喧嘩の仲直り(在学中)

 ふとしたことで、喧嘩になった。切欠はわからない。取るに足りないことだろう。どこで怒ったのかもわからない。謝罪するにも、どこを直すか説明もできない状況だ。だから、時間が解決するまで待つ。もしかしたら、どこかで思いつくかもしれないだろうし、解決しなかったらしないで、仕方ないか。そう諦めを一つ付けて、極力先輩と話さないようにする。もしかしたら、話しかけられるのも嫌なのかもしれない。こちらから声をかけるのもやめる。言伝を頼まれても、少し用事が悪いので自分で伝えるように、と断っておいた。声をかけられても、最低限の応答で済ませる。下手に会話を長引かせると、また怒らせてしまうかもしれない。こうして、互いに自分のことに集中できる時間を設ける。このまま仲直りできなくても、業務に支障はないか。順調ともいえる。
 これに気付いて一日も経たないうちに、先輩の方から謝ってきた。
「その、すまん!」
 ビシッと背筋を伸ばしてからの謝罪である。幸い、人はいない。
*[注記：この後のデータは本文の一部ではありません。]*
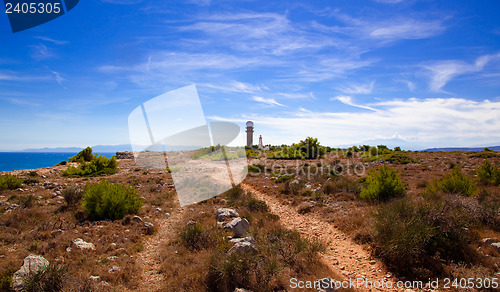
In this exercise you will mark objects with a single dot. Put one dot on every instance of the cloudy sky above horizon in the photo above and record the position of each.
(418, 73)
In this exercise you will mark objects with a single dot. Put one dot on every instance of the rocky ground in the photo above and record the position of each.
(145, 252)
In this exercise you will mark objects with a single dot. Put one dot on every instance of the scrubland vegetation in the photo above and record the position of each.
(422, 214)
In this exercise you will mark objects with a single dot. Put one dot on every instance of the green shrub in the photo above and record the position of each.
(84, 155)
(72, 195)
(195, 237)
(457, 182)
(50, 279)
(98, 165)
(284, 178)
(10, 182)
(310, 148)
(416, 238)
(399, 157)
(174, 168)
(488, 173)
(256, 205)
(105, 200)
(383, 184)
(6, 279)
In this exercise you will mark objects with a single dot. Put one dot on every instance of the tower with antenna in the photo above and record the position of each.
(249, 133)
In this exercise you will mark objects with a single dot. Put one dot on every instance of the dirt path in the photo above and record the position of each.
(342, 255)
(152, 279)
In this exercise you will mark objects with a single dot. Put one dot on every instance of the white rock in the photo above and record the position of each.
(113, 269)
(148, 225)
(242, 247)
(31, 264)
(136, 219)
(224, 213)
(326, 285)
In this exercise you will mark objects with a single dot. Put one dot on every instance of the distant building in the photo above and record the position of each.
(249, 133)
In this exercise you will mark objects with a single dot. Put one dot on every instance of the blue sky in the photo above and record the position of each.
(426, 72)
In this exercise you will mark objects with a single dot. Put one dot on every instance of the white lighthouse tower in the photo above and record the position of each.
(249, 133)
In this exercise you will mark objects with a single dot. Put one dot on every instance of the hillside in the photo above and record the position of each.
(306, 218)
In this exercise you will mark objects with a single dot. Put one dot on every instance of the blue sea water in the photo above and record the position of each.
(31, 160)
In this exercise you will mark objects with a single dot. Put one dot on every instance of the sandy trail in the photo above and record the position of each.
(342, 255)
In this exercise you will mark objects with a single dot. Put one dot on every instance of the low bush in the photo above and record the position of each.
(417, 238)
(383, 184)
(256, 168)
(488, 173)
(72, 195)
(50, 279)
(26, 201)
(98, 165)
(174, 168)
(456, 182)
(6, 279)
(486, 153)
(284, 178)
(105, 200)
(192, 236)
(292, 187)
(10, 182)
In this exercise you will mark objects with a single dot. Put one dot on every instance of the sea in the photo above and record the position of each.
(31, 160)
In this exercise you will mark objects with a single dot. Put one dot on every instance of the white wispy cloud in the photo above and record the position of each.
(123, 2)
(444, 71)
(268, 101)
(359, 88)
(59, 79)
(349, 101)
(264, 33)
(408, 29)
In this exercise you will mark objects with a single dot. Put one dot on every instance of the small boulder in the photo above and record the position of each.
(81, 244)
(487, 241)
(244, 239)
(239, 227)
(31, 264)
(225, 213)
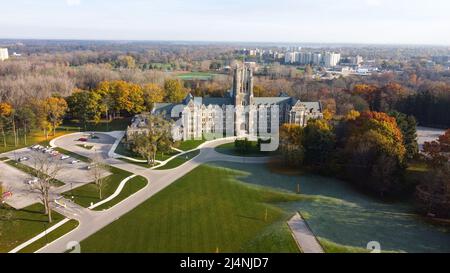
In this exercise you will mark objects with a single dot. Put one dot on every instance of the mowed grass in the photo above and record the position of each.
(179, 160)
(124, 151)
(206, 210)
(18, 226)
(190, 144)
(134, 185)
(89, 193)
(119, 124)
(52, 236)
(35, 137)
(253, 151)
わざわざ、こっちのホームまできて謝らなくても。準備をする手を止めて、先輩にいう。
「いや、その。そこまで謝ることです?」
「八割、いや五割六割はテメェの方が悪いが」
 かなり譲渡したな、今。つまり、その二割は自分が悪かった、と。間違いがあったということなんだろうか? 謝罪を受けても、私の間違えたところがわからない。
「はぁ」
「けど、これ以上膠着しても、どうしようもねぇだろ? ここらで手打ちにしようぜ」
「といっても、どこが悪かったのかすらわからないんですけど」
 ピシッと、先輩にヒビが入ったような気がした。「はぁ、やれやれ」と譲渡してやった風な態度のまま、固まっている。あー、もしかしてまた誤解? 先輩の目が開く前に、訂正を入れておいた。
「私の、悪かったところですが」
「あっ、そっちね。そっちか」
「直さないと、また同じことを繰り返しそうですが」
 グッと先輩に近付いてみる。「そこのところ、どうなんですか?」と聞き返してみても、なにも返ってこなかった。二回同じことを繰り返した体勢のまま、止まってる。止まった指が、また頬を掻き始めた。グッと眉間に皺を寄せて、眉を吊り上げる。口はへの字になった。(また怒るのかなぁ)と思いつつ、今後の対応について考える。いくつかパターンを考え付くよりも先に、先輩が口を開いた。謝ってばかりだな、この人。
「そ、んときは、一緒に考えようぜ」
「はぁ」
 謝らないときた。謝罪ではなかったらしい。なら、その苦虫を噛み潰したような顔はなんと、ギギギと動く肩や首の動きはなんだと。そう聞きたい。尋ねたい。けれど、余計に話をややこしくするだろうか?
(するだろうなぁ)
 絶対、必ずそうなる。なんだかわからないけど、根拠のない自信があった。
「そうですか」
「おう。まぁ、今回のことは、水に流そうぜ」
「だから、悪かったところがないとわからないと」
「水に、流そうぜ? なぁ?」
 グッと、今度は先輩の方から近付いてきた。威圧がすごい。今度は脅す気なのか、そうなのか。こちらも負けじと、睨み返してみる。背伸びをしたからか、ガツンと先輩の額と激突した。痛い。私に悪くいわないでほしい。そもそも、先輩の方から身体を屈めた方が悪いんだ! キッと睨み返す。
「同じことを、また繰り返せと?」
「過ぎたことをウダウダ蒸し返しても、どうしようもねぇだろうが!! と、とりあえず。今回のことはチャラだ! チャラ!!」
「本当に? 人の与り知らぬところで、ウダウダというつもりではなくて?」
「んなわけねぇだろ!! 信用ねぇな!」
 あ、今度は涙目になった。怒鳴ったかと思いきや、目に涙を溜めている。どうやら心底傷付いたのらしい。傷心中というヤツだ。(流石に、悪く感じる)謝ろうとしたところで、口を押さえる。そこで謝罪を口にしたら、余計に話が拗れると。一拍置いてから、先輩に答えた。
「そう、ですか。じゃぁ、信じます」
「はっ? 本当か?」
「本当ですとも。いった人がそういいます?」
「いや、けどよ。その」
 なんか言いよどんでいる。なにをいいたいんだろう? 先輩の手がポケットに突っ込んだかと思いきや、片手でガリガリと後頭部を掻いている。どこか、居心地が悪いんだろうか? 明後日の方向を見ながら、なにやら考えているようでもある。
「まっ、いいけどよ」
「なにがですか」
 そう追及すると、チラッとだけ先輩の視線が私に向いた。